Professor Fuller also mentioned other anthropologists working in India at the time including Denzil Ibbotsen. We also hold some of his anthropological publications within our collections including this, “A Glossary of the Tribes and Castes pf the Punjab and North-West Frontier Province
This is a later publication, published in Lahore in 1914, but as the frontispiece reveals, it is based on data from the Census report for the Punjab in 1883.
One further name, that Professor Fuller mentioned, caught my attention – that of William Crooke (1848-1923). We not only have some of his books, both on anthropology and folklore, but I recently discovered some archival material connected to him. Crooke’s anthropological publications include “The Native races of the British Empire: Northern India”, published in London in 1907, with accompanying photographic plates.
The archival material I found is a series of Religious Songs in Romanized Hindi, mostly signed by the Pandit Ram Gharib Chaube, probably collected for William Crooke. Below are the title page I found with the Papers and one example of a song and its translation:
When I discovered this material a few months ago, I was also interested to discover that we had a publication within our Collections that explored the relationship between these two men: “In Quest of Indian Folktales: Pandit Ram Gharib Chaube and William Crooke” by Sadhana Naithani. The archival material that the author had used as source material was an unpublished collection in the archives of the Folklore Society in London. I managed to find some contact details for the author and sent her a list of the material that we have. She believes this is probably more un-researched material and would be keen to spend time with it.

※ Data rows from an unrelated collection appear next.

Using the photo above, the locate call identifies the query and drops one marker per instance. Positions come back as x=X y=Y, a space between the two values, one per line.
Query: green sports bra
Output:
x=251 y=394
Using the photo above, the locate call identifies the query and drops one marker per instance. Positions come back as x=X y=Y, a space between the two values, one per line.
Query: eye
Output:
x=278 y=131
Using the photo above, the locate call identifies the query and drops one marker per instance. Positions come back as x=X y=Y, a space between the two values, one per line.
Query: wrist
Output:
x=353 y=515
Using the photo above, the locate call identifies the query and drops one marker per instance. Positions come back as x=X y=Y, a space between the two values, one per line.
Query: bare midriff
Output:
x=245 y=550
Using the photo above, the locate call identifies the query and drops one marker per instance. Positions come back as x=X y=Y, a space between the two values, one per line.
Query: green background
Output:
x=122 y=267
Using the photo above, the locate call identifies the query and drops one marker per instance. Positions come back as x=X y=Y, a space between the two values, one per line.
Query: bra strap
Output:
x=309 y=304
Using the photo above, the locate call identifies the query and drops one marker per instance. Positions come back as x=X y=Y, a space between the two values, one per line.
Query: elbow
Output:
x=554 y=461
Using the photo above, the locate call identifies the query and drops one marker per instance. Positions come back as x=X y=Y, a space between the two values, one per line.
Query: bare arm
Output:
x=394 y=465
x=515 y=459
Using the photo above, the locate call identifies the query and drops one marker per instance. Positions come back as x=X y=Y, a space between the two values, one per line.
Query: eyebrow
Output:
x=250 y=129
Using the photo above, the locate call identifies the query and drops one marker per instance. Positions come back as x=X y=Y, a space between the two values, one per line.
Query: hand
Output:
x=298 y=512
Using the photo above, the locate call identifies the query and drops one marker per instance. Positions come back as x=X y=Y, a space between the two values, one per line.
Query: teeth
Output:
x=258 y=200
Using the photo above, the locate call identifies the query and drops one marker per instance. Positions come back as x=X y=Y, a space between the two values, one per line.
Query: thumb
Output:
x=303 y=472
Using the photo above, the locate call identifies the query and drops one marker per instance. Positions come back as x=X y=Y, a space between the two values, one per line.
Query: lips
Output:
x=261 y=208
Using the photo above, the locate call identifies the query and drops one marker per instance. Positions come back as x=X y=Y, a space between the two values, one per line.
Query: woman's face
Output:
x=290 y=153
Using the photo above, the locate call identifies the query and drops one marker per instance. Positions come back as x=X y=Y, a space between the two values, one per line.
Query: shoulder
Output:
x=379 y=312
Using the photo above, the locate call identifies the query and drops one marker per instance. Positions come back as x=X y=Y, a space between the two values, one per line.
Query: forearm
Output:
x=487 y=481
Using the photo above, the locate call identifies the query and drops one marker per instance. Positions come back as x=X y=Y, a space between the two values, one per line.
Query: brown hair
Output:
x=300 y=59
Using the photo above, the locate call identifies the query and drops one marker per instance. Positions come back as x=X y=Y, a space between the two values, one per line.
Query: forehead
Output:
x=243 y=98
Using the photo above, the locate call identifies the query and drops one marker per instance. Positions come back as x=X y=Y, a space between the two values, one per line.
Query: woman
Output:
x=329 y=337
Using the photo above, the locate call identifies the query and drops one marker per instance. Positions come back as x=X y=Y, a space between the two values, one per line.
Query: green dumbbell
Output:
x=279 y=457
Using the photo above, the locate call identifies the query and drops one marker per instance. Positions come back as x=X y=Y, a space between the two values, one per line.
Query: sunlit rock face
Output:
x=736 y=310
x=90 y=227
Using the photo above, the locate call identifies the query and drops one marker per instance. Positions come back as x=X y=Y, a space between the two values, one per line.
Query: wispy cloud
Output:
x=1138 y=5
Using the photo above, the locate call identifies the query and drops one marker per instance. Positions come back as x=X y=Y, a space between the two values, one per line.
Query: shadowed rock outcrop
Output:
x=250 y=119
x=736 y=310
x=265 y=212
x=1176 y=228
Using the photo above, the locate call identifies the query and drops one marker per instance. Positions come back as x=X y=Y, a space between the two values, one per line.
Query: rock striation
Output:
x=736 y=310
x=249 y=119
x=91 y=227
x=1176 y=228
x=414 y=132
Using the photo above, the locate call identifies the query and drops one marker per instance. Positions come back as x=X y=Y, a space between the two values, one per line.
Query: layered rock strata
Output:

Next week we are hosting two events. On Wednesday 17th January there will be a launch of the latest three publications by the RAS. These are:
- “Anglo-Indians and Minority Politics in South Asia: Race, Boundary Making and Communal Nationalism” by Uther Charlton-Stevens
- “Refugees and the Politics of the Everyday State in Pakistan: Resettlement in Punjab, 1947-1962” by Elisabetta Iob
- “Urbanisation, Citizenship and Conflict in India: Ahmedabad, 1900-2000” by Tommaso Bobbio
The evening will commence at 6.30pm with an introduction by Professor Francis Robinson. Refreshments will be available from 6pm to give you chance to browse the books before the evening commences.
Our next Lecture will be on Thursday 18th January at 6.30pm, when Dr Mark Condos from Queen Mary University London, will lecture on “Anarchists, Revolutionaries and Franco-British Imperial Policing in French Chandernagore, 1905-1930”. We look forward to welcoming you at both events.